Connections Over UDP

We’ve now merged something pretty cool: @AudriusButkevicius’ work with integrating the KCP connection type into Syncthing! This gives us connections over UDP for the first time and I’d like to share what you can expect to take away from that.

NAT Traversal

This is the one and only reason for doing this. With UDP and STUN we can establish direct connections between devices that are both behind NAT gateways without any incoming ports open. This means more connections will be direct instead of through relay and get established faster.

Performance

There is a recurring theme that connections over UDP will give better performance than TCP. This is not the case - not in general, and very much not in our case. I know this will come up, so I want to take the time to walk through why it is not the case for us.

Certainly there are cases where a protocol over UDP will outperform TCP. It will do so in specific environments unsuited for TCP, and when the UDP-encapsulating protocol is optimized for exactly that environment. For example in very high performance supercomputer clusters, and in situations with very high latency and packet loss. Those are two vastly different environments though, and the protocols suited for one will perform very badly or not at all in the other.

However, TCP is typically faster for most things inbetween. There are a number of reasons:

  • Lack of a magic bullet. UDP is “faster” than TCP because it does not do ACKs or resends and will stream packets at whatever pace you decide instead of using windowing and congestion control. However, we need the resends, and the windowing, and the congestion control, and so on to make sure data arrives safely and to decide the pace at which we can send packets without dropping them immediately. This means that essentially everything TCP does must be implemented again, but now on top of UDP.

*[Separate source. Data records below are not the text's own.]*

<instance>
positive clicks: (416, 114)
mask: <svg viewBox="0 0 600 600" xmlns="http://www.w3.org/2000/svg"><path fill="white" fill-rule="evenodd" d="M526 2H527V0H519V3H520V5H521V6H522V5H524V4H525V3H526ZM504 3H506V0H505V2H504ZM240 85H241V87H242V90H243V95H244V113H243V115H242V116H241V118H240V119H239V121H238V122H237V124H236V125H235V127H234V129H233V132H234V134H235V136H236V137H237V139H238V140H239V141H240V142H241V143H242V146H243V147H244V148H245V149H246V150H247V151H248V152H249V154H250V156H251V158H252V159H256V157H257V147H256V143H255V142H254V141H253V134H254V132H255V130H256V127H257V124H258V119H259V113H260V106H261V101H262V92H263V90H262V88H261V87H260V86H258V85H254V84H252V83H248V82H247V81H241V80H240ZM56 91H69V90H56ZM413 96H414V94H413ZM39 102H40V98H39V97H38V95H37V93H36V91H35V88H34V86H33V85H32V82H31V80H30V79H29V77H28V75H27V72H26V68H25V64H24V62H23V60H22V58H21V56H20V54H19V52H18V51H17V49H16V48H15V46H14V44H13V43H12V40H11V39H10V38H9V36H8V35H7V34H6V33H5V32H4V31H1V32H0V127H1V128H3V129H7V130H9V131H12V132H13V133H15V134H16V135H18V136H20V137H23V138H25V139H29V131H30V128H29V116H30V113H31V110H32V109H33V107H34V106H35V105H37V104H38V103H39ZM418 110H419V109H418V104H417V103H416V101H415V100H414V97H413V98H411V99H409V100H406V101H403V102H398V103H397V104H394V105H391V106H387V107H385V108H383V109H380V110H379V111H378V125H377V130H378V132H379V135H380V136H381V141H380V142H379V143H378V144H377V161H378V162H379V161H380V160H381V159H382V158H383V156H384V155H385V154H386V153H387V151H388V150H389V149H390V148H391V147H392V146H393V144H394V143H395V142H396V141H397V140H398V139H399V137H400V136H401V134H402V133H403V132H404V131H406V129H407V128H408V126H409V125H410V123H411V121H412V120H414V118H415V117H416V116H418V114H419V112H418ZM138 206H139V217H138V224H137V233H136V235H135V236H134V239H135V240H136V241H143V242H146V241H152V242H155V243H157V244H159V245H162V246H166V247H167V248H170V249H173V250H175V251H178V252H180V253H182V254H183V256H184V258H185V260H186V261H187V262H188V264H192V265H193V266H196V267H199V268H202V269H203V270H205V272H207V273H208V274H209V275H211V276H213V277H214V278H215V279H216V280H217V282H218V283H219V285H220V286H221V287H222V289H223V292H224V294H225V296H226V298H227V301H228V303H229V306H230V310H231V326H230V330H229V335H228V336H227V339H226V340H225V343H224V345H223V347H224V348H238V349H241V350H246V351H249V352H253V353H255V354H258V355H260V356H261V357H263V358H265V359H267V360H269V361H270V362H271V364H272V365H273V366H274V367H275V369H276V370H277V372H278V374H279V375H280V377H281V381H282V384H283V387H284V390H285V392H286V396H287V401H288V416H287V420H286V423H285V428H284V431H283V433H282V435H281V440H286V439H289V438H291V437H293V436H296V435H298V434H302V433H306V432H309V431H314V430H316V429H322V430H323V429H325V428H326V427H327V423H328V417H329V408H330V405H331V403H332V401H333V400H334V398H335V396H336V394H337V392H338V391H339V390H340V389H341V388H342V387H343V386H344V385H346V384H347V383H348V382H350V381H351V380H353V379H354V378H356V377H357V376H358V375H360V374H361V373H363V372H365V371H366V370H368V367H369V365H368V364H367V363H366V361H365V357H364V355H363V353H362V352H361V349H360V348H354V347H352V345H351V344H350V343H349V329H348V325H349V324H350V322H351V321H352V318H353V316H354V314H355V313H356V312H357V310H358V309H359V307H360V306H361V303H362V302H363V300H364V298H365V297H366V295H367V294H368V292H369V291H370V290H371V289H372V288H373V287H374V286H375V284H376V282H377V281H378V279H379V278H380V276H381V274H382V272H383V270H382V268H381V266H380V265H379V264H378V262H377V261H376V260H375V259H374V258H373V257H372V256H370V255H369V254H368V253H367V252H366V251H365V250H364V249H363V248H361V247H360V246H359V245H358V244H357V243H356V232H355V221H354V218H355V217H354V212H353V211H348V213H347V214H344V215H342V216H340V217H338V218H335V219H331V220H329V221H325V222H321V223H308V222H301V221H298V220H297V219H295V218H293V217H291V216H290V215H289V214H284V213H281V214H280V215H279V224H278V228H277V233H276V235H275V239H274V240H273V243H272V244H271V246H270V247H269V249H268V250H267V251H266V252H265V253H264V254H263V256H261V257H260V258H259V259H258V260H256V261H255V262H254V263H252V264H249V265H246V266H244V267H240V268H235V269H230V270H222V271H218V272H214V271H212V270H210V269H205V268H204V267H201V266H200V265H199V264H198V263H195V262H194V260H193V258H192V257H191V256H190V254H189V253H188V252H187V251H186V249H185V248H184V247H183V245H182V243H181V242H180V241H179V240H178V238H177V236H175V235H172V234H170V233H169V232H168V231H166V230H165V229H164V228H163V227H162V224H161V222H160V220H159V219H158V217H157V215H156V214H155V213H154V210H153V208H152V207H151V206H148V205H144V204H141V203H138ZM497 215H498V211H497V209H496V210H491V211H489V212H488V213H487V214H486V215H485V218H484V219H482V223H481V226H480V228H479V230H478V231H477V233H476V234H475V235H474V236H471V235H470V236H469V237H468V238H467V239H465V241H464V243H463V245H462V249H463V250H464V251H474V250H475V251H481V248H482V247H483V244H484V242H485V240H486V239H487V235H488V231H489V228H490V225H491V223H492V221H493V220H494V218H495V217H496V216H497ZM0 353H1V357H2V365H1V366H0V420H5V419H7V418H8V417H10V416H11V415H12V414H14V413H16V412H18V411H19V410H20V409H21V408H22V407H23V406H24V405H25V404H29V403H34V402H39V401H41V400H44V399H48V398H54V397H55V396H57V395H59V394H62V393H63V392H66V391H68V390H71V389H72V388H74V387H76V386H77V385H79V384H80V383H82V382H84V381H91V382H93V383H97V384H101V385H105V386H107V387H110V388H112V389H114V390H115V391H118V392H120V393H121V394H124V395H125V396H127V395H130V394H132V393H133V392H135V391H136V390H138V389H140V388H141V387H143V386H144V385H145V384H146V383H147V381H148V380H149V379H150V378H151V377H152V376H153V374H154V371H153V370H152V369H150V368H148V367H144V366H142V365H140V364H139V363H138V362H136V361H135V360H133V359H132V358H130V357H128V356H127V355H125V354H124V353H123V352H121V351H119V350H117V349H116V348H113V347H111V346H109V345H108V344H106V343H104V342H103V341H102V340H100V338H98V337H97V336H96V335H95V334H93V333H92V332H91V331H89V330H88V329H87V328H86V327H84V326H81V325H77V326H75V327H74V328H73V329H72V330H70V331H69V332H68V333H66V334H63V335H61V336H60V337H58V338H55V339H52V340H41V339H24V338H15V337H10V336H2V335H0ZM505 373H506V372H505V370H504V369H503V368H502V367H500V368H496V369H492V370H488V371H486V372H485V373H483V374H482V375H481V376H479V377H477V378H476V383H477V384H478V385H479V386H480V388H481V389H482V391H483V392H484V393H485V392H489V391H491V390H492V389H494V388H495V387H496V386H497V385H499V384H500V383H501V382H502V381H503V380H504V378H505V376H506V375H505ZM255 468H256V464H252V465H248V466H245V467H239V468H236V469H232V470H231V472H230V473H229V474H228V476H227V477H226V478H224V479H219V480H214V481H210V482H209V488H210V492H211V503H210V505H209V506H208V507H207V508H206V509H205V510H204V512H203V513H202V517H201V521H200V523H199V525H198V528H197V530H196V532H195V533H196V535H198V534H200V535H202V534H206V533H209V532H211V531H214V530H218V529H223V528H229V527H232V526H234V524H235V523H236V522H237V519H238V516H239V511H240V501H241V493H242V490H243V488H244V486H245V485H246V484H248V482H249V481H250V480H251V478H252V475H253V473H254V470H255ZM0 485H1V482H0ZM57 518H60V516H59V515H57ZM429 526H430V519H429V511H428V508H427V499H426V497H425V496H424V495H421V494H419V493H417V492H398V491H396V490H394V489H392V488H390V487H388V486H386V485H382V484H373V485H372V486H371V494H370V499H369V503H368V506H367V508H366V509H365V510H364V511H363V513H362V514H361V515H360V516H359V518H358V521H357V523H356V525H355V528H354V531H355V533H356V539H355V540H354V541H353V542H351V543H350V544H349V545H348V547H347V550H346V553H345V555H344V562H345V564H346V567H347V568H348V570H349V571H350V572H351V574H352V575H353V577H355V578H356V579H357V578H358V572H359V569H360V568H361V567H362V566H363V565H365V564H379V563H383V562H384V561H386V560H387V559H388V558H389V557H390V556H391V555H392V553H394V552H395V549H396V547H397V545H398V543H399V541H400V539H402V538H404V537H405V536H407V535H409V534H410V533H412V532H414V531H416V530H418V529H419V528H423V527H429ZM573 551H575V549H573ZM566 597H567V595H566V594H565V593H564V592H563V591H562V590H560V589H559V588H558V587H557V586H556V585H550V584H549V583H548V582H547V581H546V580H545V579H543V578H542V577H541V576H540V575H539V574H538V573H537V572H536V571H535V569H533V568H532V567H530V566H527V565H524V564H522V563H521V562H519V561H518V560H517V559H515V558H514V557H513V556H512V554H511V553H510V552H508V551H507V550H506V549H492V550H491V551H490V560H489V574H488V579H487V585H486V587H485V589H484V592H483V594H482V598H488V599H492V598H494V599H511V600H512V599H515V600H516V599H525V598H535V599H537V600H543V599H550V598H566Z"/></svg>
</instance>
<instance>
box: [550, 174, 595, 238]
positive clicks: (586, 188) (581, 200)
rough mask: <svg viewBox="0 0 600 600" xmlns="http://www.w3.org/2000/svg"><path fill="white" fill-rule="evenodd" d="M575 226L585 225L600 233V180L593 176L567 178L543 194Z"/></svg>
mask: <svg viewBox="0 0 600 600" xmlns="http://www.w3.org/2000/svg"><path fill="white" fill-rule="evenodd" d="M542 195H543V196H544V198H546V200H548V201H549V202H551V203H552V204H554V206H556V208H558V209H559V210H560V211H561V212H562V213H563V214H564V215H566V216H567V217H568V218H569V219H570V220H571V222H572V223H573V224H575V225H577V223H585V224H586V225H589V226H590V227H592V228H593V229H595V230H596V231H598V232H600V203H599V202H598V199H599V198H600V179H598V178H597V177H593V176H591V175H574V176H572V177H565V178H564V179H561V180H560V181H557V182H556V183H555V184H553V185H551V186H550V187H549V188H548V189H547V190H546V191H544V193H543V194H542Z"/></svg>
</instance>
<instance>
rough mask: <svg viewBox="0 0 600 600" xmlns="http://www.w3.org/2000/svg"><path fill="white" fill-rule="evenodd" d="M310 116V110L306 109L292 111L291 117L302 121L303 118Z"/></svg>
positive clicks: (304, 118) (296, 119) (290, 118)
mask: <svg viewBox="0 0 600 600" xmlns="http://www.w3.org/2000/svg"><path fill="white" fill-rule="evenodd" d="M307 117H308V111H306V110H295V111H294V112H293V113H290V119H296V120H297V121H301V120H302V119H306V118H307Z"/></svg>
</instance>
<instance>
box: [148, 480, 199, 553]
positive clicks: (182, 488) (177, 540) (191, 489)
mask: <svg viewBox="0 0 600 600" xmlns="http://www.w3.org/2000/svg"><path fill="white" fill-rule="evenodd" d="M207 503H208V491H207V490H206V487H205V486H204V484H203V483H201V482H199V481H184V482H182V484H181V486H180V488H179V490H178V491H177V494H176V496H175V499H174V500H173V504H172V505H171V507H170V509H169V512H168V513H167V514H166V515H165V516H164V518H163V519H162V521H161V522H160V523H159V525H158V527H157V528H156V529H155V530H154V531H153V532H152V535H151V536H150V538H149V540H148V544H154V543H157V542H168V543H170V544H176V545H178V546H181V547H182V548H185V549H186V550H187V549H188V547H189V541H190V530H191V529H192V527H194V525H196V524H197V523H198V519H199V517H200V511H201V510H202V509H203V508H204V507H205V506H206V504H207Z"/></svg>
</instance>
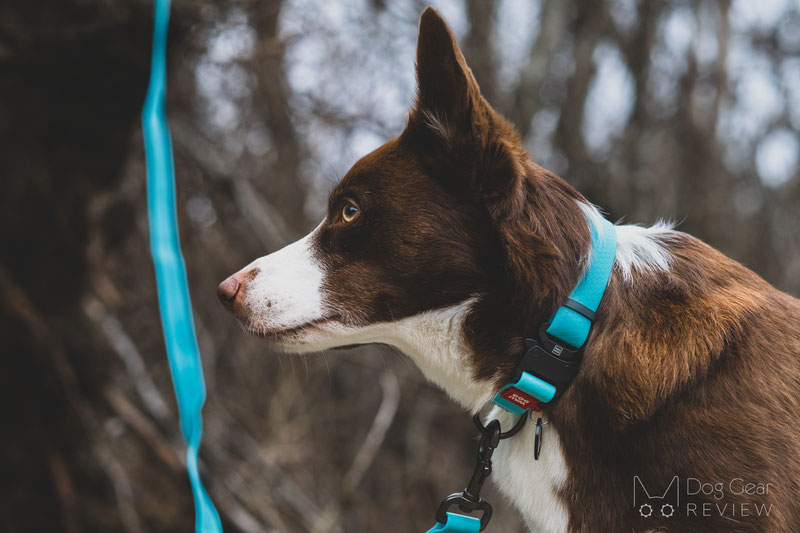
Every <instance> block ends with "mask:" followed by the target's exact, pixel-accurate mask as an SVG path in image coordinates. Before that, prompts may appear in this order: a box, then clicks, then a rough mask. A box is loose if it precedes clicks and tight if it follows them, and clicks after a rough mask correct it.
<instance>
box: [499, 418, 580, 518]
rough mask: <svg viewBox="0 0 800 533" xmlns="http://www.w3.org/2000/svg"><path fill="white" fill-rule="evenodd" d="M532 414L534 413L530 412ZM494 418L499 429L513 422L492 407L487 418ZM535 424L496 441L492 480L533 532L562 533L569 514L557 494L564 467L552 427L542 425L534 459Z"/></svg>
mask: <svg viewBox="0 0 800 533" xmlns="http://www.w3.org/2000/svg"><path fill="white" fill-rule="evenodd" d="M534 414H535V413H534ZM492 418H497V419H498V420H500V423H501V425H502V427H503V428H509V427H511V425H513V423H514V416H513V415H510V414H508V413H506V412H504V411H503V410H502V409H500V408H494V409H493V410H492V411H491V412H490V413H489V416H488V419H492ZM535 431H536V425H535V424H534V423H533V420H529V421H528V423H526V424H525V427H524V428H523V429H522V431H520V432H519V433H518V434H517V435H515V436H513V437H511V438H510V439H506V440H503V441H500V445H499V446H498V447H497V450H495V452H494V456H493V457H492V463H493V466H494V473H493V474H492V480H493V481H494V483H495V484H496V485H497V487H498V488H499V489H500V490H501V491H502V492H503V494H505V496H506V497H507V498H508V499H509V500H511V502H512V503H513V504H514V506H515V507H517V509H518V510H519V511H520V513H521V514H522V516H523V518H524V519H525V523H526V524H527V526H528V528H529V529H530V530H531V532H533V533H563V532H565V531H566V530H567V525H568V522H569V515H568V513H567V509H566V507H565V506H564V503H563V502H562V501H561V499H560V498H559V497H558V490H559V489H560V488H561V487H562V486H563V485H564V482H565V481H566V479H567V466H566V463H565V461H564V454H563V452H562V450H561V442H560V440H559V437H558V434H557V433H556V431H555V429H554V428H553V427H552V426H551V425H550V424H546V425H544V427H543V440H542V449H541V453H540V454H539V460H538V461H537V460H536V459H535V458H534V453H533V452H534V450H533V447H534V436H535Z"/></svg>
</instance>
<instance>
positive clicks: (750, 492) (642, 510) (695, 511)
mask: <svg viewBox="0 0 800 533" xmlns="http://www.w3.org/2000/svg"><path fill="white" fill-rule="evenodd" d="M653 485H654V484H653V483H650V485H649V486H645V483H644V482H643V481H642V479H641V478H640V477H639V476H634V477H633V507H634V511H635V512H636V513H638V514H639V516H641V517H642V518H659V519H661V518H671V517H673V516H676V515H682V516H687V517H697V518H703V517H723V518H728V519H740V518H747V517H756V518H757V517H762V516H769V515H770V513H771V512H772V511H773V504H772V503H771V502H770V501H769V500H770V495H771V494H774V492H775V487H774V485H773V484H772V483H759V482H752V481H746V480H744V479H742V478H733V479H731V480H729V481H727V482H723V481H714V482H709V481H704V480H700V479H698V478H694V477H687V478H685V479H683V480H681V479H680V478H679V477H678V476H674V477H673V478H672V480H671V481H670V482H669V484H667V485H666V488H664V484H661V485H660V486H653ZM681 503H683V507H681Z"/></svg>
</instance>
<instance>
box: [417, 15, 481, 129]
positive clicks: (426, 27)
mask: <svg viewBox="0 0 800 533" xmlns="http://www.w3.org/2000/svg"><path fill="white" fill-rule="evenodd" d="M482 104H483V102H481V94H480V89H479V88H478V84H477V82H476V81H475V78H474V77H473V75H472V71H471V70H470V69H469V67H468V66H467V62H466V60H465V59H464V54H462V53H461V50H460V49H459V47H458V44H457V43H456V39H455V37H454V36H453V32H452V31H450V28H449V27H448V25H447V23H446V22H445V21H444V19H443V18H442V16H441V15H440V14H439V13H438V12H437V11H436V10H435V9H434V8H432V7H429V8H427V9H426V10H425V11H424V12H423V13H422V17H421V18H420V21H419V41H418V42H417V101H416V104H415V106H414V109H413V111H412V115H415V116H413V119H417V120H420V121H421V122H422V123H423V124H424V125H425V126H428V128H429V129H431V130H432V131H431V133H434V134H436V135H438V136H439V137H441V138H442V139H441V140H443V141H445V142H450V141H452V140H453V136H454V135H455V134H456V132H459V131H461V132H463V131H468V129H469V127H470V125H471V124H472V122H473V120H474V118H475V117H474V115H475V114H477V113H479V112H480V111H481V109H480V108H481V107H482Z"/></svg>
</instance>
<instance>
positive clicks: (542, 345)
mask: <svg viewBox="0 0 800 533" xmlns="http://www.w3.org/2000/svg"><path fill="white" fill-rule="evenodd" d="M549 326H550V323H549V322H546V323H544V324H542V325H541V327H539V338H538V339H532V338H527V339H525V354H524V355H523V356H522V358H521V359H520V361H519V363H517V368H516V369H515V371H514V379H513V380H512V382H515V381H517V380H518V379H519V378H520V376H522V373H523V372H527V373H529V374H531V375H533V376H536V377H537V378H539V379H542V380H544V381H546V382H547V383H550V384H551V385H553V386H554V387H555V388H556V397H558V396H560V395H561V394H562V393H563V392H564V390H565V389H566V388H567V387H568V386H569V384H570V383H571V382H572V380H573V379H574V378H575V375H576V374H577V373H578V369H579V368H580V364H581V360H582V359H583V348H574V347H572V346H570V345H569V344H566V343H564V342H563V341H561V340H558V339H555V340H553V339H552V338H551V337H550V336H549V335H548V334H547V328H548V327H549Z"/></svg>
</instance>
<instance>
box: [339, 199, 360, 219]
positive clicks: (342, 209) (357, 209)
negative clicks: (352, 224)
mask: <svg viewBox="0 0 800 533" xmlns="http://www.w3.org/2000/svg"><path fill="white" fill-rule="evenodd" d="M357 216H358V207H356V205H355V204H353V203H352V202H347V203H346V204H345V205H344V207H343V208H342V220H344V221H345V222H352V221H353V219H355V218H356V217H357Z"/></svg>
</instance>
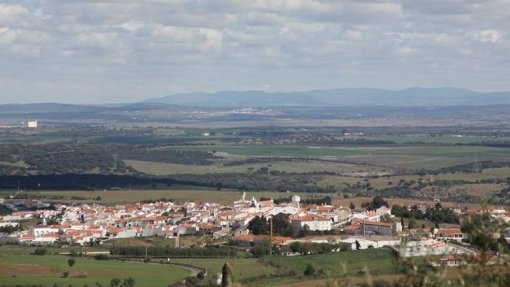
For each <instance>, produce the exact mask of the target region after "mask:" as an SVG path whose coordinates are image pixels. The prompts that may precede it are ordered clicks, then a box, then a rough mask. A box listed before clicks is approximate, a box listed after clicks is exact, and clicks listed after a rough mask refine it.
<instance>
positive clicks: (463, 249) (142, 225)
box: [0, 193, 510, 257]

  • Optimization. TCP has been studied, tweaked and optimized by literally hundreds of people for the last 35 years. The on-top-of-UDP protocol we use has had maybe a person year or two of engineering put into it, best case.

  • Optimization, again. TCP is implemented in the kernel and, in part, in the network card. When using TCP we can make one call to the kernel to hand it a large buffer of data and say “segment and package this as you see fit”. When using UDP, because we have to do that segmenting and packaging ourselves, we hand each packet individually the kernel. Each call to the kernel is expensive and the overhead becomes very significant, especially in Go. The kernel’s TCP stack is also highly optimized for performance while the kernel’s UDP stack is typically not.

All in all, you should expect KCP connections to have lower performance than TCP. Syncthing still defaults to TCP when it can be established, falling back to KCP when that is the only option. A KCP connection will however be significantly better than using a relay and being able to transparently connect through NAT devices increases Syncthing’s “fire and forget” ability significantly.

Usage

The KCP code will be in v0.14.25-rc.1, but disabled by default. It’s immature and has several parameters that will need tuning before it’s ready for general consumption. Don’t use this in production. If you want to participate in the testing you are however very welcome to do so. You will need to feel comfortable editing advanced settings:

  • defaultKCPEnabled: Enable to enable KCP support.
  • kcpCongestionControl: Probably don’t disable this.
  • kcpFastResend, kcpNoDelay, kcpReceiveWindowSize, kcpSendWindowSize, kcpUpdateIntervalMs: These may require tweaking for performance.

You may also need to force a KCP connection by setting the device address statically to kcp://<ip>:22020 or something similar - Syncthing will by default prefer TCP if it’s able to establish a TCP connection, for all the reasons mentioned above.

We will phase in KCP in a future release candidate and then stable release as it proves itself working and has been properly tuned for Syncthing.

8 Likes

We should probably trial smux as the multiplexer again, as yamux had a 27mbps cap. I’ll send a PR sometime for you to run benchmarks, hopefully before the RC.

1 Like

There is weird stuff going on anyway with the bit rates at the moment. I updated the kcp library yesterday as you recommended, and it reduced the rate significantly. Or at least, reduced the “ramp up” rate - a transfer for me starts very slowly, ramps up to hundreds of KB/s then and MB/s over a minute or two. Lowering the update interval seemed to get some of that back, but still way slower than it was before. Probably need to make some graphs or the “sum total” benchmark will be completely misleading.

But really, I expect to iterate this with it off by default over at least several RC:s so no rush to patch everything up now.

That would be awesome and then we could bisect kcp

This is the pull request. It was not linked above, so I add it here:

1 Like

Wat. I was thinking more like the usual perf output fed into R or gnuplot. :expressionless:

That would do too I guess :blush:

And yet while completely off topic here, would be amazing for a non-GUI management panel… :wink:

1 Like

@calmh now that QUIC is becoming a thing, would that be something to look into instead of kcp? Considering it’ll be standardised and all.

Sure

Also the go quic library now supports what we need, which is dialing and listening on the same underlying connection I think.